O Ibama comumente verifica que o estoque de madeira que ocupa os pátios de diversas madeireiras da região não corresponde ao que está registrado no sistema de autorização de manejo da secretaria do meio ambiente.
Milton Amorim disse que não compra madeira sem saber a origem, mas reconheceu que não é difícil “esquentar” madeira. “Olha, quem quer fazer rolo faz.”
O responsável pela fiscalização do Ibama no noroeste do estado, Evando Selva, disse que há uma grande rede para “esquentar madeira” ilegal na região, com o uso indevido de crédito florestal de áreas com planos de manejo autorizadas inclusive em outras regiões do país.
“Há um comércio violente de crédito florestal e isso tem alimentado grandes quadrilhas e colocado dinheiro em caixa de gente que influencia o desmatamento da Amazônia”, diz.
Consciência ambiental
O promotor Daniel Santos disse que nem a população nem o Poder Público da cidade têm muita consciência da importância de impedir a derrubada da mata.
“Pelo contrário. A face da atual administração e da anterior, da que tínhamos até agora até o afastamento do prefeito, tinham um comportamento até resistente à proteção ambiental. As requisições feitas pelo Ministério Público foram negadas sob alegação de ausência de competência, sob a alegação de que isso é competência federal. O Ibama por várias vezes pediu auxílio de logística para transportar madeiras e veículos apreendidos e tudo isso é negado”, disse.
Mesma opinião tem o órgão ambiental. “Infelizmente não temos o apoio do Poder Público local em Colniza, haja vista que existe um receio do prefeito e de sua equipe de serem depois rechaçados por dar apoio ao Ibama”, lamentou Evandro Selva.
O promotor Daniel Santos avalia o cenário político do município como “problemático”. Em 30 de janeiro de 2016, os vereadores de Colniza aprovaram por unanimidade o afastamento temporário do prefeito João Assis Raupp (PMDB), por 90 dias, devido a denúncias de desvio de recursos públicos. O prefeito reassumiu o cargo no dia 23 de março.

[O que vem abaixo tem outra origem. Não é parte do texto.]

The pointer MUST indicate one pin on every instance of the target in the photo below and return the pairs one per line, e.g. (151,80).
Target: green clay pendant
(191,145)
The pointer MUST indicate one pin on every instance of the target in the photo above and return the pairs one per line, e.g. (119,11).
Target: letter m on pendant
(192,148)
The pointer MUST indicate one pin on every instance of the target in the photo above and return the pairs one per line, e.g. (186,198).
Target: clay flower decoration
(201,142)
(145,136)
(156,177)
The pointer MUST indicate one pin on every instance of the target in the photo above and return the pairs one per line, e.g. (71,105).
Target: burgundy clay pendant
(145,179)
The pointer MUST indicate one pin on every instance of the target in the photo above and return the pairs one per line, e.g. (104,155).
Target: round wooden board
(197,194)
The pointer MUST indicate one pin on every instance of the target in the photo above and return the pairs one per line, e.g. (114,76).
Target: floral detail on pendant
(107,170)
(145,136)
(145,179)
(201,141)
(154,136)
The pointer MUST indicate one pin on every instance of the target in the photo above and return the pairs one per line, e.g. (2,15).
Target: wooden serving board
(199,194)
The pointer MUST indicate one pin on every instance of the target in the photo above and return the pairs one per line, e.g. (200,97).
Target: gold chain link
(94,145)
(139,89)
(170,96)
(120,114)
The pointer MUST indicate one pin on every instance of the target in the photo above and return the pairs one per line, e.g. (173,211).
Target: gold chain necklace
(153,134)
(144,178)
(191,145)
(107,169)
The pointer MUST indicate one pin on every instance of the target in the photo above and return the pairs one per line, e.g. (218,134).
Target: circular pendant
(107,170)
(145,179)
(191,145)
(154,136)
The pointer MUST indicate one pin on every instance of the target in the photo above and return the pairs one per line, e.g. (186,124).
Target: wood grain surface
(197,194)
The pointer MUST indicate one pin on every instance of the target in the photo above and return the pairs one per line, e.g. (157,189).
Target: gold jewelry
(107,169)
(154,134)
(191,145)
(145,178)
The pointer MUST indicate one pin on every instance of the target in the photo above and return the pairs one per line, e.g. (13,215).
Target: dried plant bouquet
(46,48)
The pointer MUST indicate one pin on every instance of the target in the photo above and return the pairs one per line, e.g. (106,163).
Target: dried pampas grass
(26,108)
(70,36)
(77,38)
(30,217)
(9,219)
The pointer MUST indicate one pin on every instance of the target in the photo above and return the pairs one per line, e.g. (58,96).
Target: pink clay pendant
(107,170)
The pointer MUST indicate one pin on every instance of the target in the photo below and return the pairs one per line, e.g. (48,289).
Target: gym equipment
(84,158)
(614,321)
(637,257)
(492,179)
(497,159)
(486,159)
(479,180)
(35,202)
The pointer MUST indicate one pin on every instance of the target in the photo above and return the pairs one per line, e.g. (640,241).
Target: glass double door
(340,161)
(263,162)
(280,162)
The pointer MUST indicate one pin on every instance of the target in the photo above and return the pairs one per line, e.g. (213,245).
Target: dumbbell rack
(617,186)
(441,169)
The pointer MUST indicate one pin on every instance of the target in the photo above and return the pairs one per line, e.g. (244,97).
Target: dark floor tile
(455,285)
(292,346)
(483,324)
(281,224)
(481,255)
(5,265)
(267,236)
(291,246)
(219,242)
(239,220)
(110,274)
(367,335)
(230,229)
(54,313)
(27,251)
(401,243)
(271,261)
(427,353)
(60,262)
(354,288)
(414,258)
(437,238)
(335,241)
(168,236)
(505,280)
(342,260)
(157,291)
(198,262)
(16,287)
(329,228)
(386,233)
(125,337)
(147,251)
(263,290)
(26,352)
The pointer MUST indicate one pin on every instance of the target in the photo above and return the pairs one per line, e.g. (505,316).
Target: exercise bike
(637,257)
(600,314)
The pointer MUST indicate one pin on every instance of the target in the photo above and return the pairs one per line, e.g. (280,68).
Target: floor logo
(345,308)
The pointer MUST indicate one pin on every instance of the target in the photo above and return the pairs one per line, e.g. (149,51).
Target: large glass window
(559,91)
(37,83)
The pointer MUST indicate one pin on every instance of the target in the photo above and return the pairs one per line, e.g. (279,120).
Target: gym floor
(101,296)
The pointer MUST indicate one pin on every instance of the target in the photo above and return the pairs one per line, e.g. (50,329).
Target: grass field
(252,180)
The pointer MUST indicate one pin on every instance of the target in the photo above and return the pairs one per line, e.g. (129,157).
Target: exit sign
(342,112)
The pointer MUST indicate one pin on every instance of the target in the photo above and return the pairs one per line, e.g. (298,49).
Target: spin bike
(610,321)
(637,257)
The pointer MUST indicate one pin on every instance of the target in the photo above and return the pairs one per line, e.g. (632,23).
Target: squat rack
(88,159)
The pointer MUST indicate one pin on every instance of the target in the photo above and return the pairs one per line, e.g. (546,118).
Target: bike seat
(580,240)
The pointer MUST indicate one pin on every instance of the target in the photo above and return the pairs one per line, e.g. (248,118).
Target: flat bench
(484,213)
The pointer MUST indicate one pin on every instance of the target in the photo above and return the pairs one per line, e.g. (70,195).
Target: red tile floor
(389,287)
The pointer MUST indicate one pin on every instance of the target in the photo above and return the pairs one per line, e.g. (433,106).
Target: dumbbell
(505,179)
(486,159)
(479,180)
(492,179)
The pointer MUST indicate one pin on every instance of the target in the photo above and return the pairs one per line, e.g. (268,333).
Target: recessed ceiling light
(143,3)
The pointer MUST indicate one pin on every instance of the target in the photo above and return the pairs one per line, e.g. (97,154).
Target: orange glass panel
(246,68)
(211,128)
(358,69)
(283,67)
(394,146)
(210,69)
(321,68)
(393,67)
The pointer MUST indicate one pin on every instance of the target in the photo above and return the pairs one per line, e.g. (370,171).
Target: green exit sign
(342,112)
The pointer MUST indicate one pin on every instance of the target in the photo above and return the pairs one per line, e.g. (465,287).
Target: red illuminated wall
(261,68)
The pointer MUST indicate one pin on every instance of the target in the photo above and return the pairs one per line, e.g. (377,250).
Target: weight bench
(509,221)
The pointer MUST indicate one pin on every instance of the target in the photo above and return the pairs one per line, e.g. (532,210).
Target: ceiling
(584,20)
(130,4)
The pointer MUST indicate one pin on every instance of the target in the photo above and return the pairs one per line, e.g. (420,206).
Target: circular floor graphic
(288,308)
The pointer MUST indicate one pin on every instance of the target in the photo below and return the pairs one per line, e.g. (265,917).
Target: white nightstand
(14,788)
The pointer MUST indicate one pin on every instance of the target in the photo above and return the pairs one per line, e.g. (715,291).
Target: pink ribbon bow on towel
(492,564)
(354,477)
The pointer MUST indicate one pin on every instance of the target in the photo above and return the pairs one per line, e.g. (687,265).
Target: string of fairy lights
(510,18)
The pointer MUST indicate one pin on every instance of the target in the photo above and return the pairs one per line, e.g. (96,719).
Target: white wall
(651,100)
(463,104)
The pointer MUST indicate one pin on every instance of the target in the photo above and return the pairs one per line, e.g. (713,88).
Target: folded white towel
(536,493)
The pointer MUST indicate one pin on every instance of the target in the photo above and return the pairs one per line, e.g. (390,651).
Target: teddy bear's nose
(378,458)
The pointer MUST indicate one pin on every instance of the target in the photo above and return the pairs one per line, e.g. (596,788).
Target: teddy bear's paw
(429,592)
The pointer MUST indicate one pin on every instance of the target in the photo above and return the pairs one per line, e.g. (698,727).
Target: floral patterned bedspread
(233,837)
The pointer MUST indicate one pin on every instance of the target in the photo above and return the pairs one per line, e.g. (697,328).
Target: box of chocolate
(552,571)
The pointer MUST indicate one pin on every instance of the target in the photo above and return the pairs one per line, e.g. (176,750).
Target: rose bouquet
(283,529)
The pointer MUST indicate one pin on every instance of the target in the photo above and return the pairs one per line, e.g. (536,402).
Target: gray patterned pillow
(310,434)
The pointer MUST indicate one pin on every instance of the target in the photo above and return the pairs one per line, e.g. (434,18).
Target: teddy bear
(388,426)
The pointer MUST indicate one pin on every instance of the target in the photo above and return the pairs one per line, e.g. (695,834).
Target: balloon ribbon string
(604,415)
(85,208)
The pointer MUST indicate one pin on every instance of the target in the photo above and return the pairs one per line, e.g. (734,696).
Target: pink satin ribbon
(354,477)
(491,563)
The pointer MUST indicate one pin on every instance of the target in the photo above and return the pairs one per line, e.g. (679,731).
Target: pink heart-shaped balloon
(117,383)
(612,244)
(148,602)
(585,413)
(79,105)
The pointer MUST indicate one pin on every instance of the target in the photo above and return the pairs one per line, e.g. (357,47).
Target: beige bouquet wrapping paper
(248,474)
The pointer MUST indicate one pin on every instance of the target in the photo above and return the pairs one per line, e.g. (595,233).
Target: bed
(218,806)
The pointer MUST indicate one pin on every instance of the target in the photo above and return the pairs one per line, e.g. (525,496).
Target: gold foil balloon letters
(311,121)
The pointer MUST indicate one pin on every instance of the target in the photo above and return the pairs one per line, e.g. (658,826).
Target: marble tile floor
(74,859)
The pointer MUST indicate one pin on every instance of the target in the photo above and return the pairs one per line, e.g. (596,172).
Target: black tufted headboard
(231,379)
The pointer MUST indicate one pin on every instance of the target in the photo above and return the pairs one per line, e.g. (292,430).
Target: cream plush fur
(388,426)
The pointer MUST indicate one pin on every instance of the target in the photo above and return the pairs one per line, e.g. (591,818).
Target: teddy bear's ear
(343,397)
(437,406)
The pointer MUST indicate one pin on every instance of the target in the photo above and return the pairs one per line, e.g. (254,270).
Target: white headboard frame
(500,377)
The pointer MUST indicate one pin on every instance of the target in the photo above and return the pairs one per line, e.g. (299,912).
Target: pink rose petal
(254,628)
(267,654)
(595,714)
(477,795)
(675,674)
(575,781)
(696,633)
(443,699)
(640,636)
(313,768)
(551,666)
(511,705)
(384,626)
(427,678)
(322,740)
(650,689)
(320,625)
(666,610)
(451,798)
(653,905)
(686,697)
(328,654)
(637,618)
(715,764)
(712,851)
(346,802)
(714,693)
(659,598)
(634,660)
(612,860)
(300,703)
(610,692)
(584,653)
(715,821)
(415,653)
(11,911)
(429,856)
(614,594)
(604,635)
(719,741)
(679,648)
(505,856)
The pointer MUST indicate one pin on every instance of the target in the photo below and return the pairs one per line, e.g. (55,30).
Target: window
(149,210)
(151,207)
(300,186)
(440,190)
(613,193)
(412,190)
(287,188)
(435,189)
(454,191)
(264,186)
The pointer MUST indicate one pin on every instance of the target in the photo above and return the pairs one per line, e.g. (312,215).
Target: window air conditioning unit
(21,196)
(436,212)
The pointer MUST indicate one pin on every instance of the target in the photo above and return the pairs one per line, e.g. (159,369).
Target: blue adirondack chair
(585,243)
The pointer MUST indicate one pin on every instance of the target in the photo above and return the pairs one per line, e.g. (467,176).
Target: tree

O ex-prefeito da cidade, Sérgio Bastos dos Santos, que também havia sido afastado do cargo pelos vereadores, foi denunciado em meados de março de 2016 pelo Ministério Público Federal por fraude de R$ 1 milhão em licitação para pavimentação asfáltica do município e apropriação de dinheiro público.
O município não tem secretário de Meio Ambiente. A função é exercida pelo prefeito. Quando a equipe da Agência Brasil esteve em Colniza, o prefeito atual ainda estava afastado. A reportagem voltou a procurar a prefeitura por telefone, mas até o fechamento dessa reportagem, não recebeu posicionamento do município, que não têm assessor de imprensa. (Agência Brasil/ #Envolverde)
* Os repórteres Maiana Diniz e Marcelo Camargo viajaram a convite da ANDI – Comunicação e Direitos, pelo projeto Mídia e Amazônia.
** Publicado originalmente no site Agência Brasil.